就職に悩む娘・萌は友だちに「大学生活マンガに捧げました」とは言えないと言われ、マンガを描くことを仕事にしたらと想像すると不安になり…。
”推し活”のために頑張ろうとする妻はパート先のお弁当屋さんが閉店するかもしれないと言われ、”推し”のRANDOMと離れてもやっていけるかどうかと悩み…。
誠のナレーションがちょっぴり切なかったです。
会社の先輩・古池さんの言葉も心に響きました。自分を雑に扱ってしまっているかもしれない自分を反省しました。
翔は勇気を出して、自分の思うように静のメイクをさせてもらいました。「人に好きになってもらうのに自分の″根っこ″まで変えなければいけないの?」と。
萌はいつも”引き際”を探しているのに、やっぱりやめられないと好きなマンガの道を邁進することを決めました。

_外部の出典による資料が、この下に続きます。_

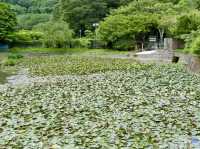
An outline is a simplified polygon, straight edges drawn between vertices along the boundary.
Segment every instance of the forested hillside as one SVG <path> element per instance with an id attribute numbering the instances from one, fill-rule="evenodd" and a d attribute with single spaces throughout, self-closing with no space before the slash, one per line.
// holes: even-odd
<path id="1" fill-rule="evenodd" d="M 38 23 L 47 22 L 57 0 L 2 0 L 11 4 L 17 14 L 19 29 L 32 29 Z"/>
<path id="2" fill-rule="evenodd" d="M 107 48 L 138 50 L 153 35 L 160 48 L 165 37 L 172 37 L 186 43 L 185 51 L 200 51 L 199 0 L 1 1 L 17 16 L 15 42 L 89 47 L 98 40 Z"/>

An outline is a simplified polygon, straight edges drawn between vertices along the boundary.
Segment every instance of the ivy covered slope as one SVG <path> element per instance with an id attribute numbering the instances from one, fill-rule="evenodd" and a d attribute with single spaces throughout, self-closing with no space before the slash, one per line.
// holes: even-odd
<path id="1" fill-rule="evenodd" d="M 0 92 L 0 146 L 164 148 L 190 141 L 200 133 L 199 89 L 200 77 L 177 65 L 9 88 Z"/>

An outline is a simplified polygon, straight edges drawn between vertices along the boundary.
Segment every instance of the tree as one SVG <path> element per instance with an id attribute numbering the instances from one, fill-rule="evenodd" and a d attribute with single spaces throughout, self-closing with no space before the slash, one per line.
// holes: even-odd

パート先のお弁当屋さんの「お弁当コンテスト」に参加して、いい成績を残せたら正社員に応募しようと決めた妻。
みんな自分の”好き”を貫くために、前向きに突き進むことを決めた沖田家。おせっかいながら大地と円のために、沖田家全員ひと肌脱ぎました。
堀内さんの前で女の子の服を着ていることを明かす翔、マンガ好きを明かす萌、”推し”の存在を明かす妻。
沖田家のおせっかいで、自分の本当の気持ちに改めて気づいた大地。
ラストの大地と円の結婚式。もちろん今の日本では正式に認められてはいない同性婚。それでも、二人を応援する沖田家、大地の母・美穂子と写真に収まる大地と円の満面の笑顔が、自分らしく”好き”を貫いた喜びに満ち溢れていてジーンときました。
こだわりや固執を捨ててみれば、きっと違う世界が見えてくる…。そして自分の”好き”を貫くことは、自分らしく生きるために大切なこと…。
もちろんこれは理想論であって、万人がこうして生きていけるわけではないと分かっています。それでも”好き”をあきらめないことは素晴らしい!と、改めて感じさせてもらえたドラマ『おっさんのパンツがなんだっていいじゃないか!』は、私にとって人生を幸せに生き抜くための教訓がたくさん詰まったバイブルになりました。
「誠のアップデートはまだまだ続く」
必要なら自分自身を”アップデート”して、より幸せに生きるための道を模索して生きていきたいと、今はそんな風に感じています。
長い文章最後まで読んでくださり、ありがとうございました。